Duos et trios confirment cette écriture à la fois brutale, hachée, tétanique des gestes d'Angelin Preljocaj, cette dureté sans concession pour le corps et la calligraphie engendrée ainsi dans l'espace. La fulgurance aussi est de mise, autant que la délectation pour le geste suave, délicat, tactile.
La scénographie signée Constance Guisset souligne par sa droiture, ses angles tectoniques un aspect de l'architecture orientale toute d'arche, moucharabié, coupole et découpage ajouré, se jouant des torsades avec les arabesques des corps des danseuses. Tout un vocabulaire, glossaire des mots de la danse et de l'architecture qui renvoie à l'univers fantasmé de l'Orient. Mais dans ces torsades où les danseuses se lovent, s'agit-il de prison, de toiles d'araignée, de soumission ou chaines d'esclaves?
Comme ces corps-amphore, images de parturientes ou évocation de vasques accueillant l’Élixir divin des dieux? Tout concourt à,"dés-orienter" le spectateur, à le propulser hors du temps et d'une fable archi-connue où Shéhérazade s'empare des voiles et obéit à une féminine condition d'esclave.
Le "métier d'homme" est une destinée, une réconciliation avec le monde troublé et chaotique, et Shéhérazade ne pouvait pas mieux que de se livrer aux mains et à la pensée en mouvements de Angelin Preljocaj... Pour mieux se "délivrer" d'une icône galvaudée, d'une fable archi revisitée.


"Les Nuits": une galerie de tableaux de maître dans le répertoire toujours en devenir d'un chorégraphe qui lui aussi touche du pinceau avec élégance et talent.

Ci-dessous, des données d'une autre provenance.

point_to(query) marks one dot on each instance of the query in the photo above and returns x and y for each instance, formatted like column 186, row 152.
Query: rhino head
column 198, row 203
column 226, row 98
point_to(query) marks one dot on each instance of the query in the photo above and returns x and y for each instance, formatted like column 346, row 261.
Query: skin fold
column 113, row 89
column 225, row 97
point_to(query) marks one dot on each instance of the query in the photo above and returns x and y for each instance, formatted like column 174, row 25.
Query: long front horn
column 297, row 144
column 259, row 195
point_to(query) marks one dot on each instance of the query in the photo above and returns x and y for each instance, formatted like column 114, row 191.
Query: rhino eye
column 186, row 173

Serait-il aussi cet écrivain du corps, celui que chante Pascal Quignard dans "L'origine de la danse", ce plasticien du désir , ange ou démon , facteur de nos rêves les plus mystérieux?

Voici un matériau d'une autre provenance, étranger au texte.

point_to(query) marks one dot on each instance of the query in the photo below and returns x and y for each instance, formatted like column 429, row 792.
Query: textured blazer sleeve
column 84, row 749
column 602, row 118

Ce spectacle, présenté en première mondiale au Grand Théâtre d'Aix en Provence dans le cadre de "Marseille-Provence 2013", Capitale Européenne de la Culture et coproduit entre autre partenaires par Le Théâtre National de Chaillot Paris et le Festival Montpellier Danse 2013, a trouvé auprès du public un franc succès et un enthousiasme non dissimulé.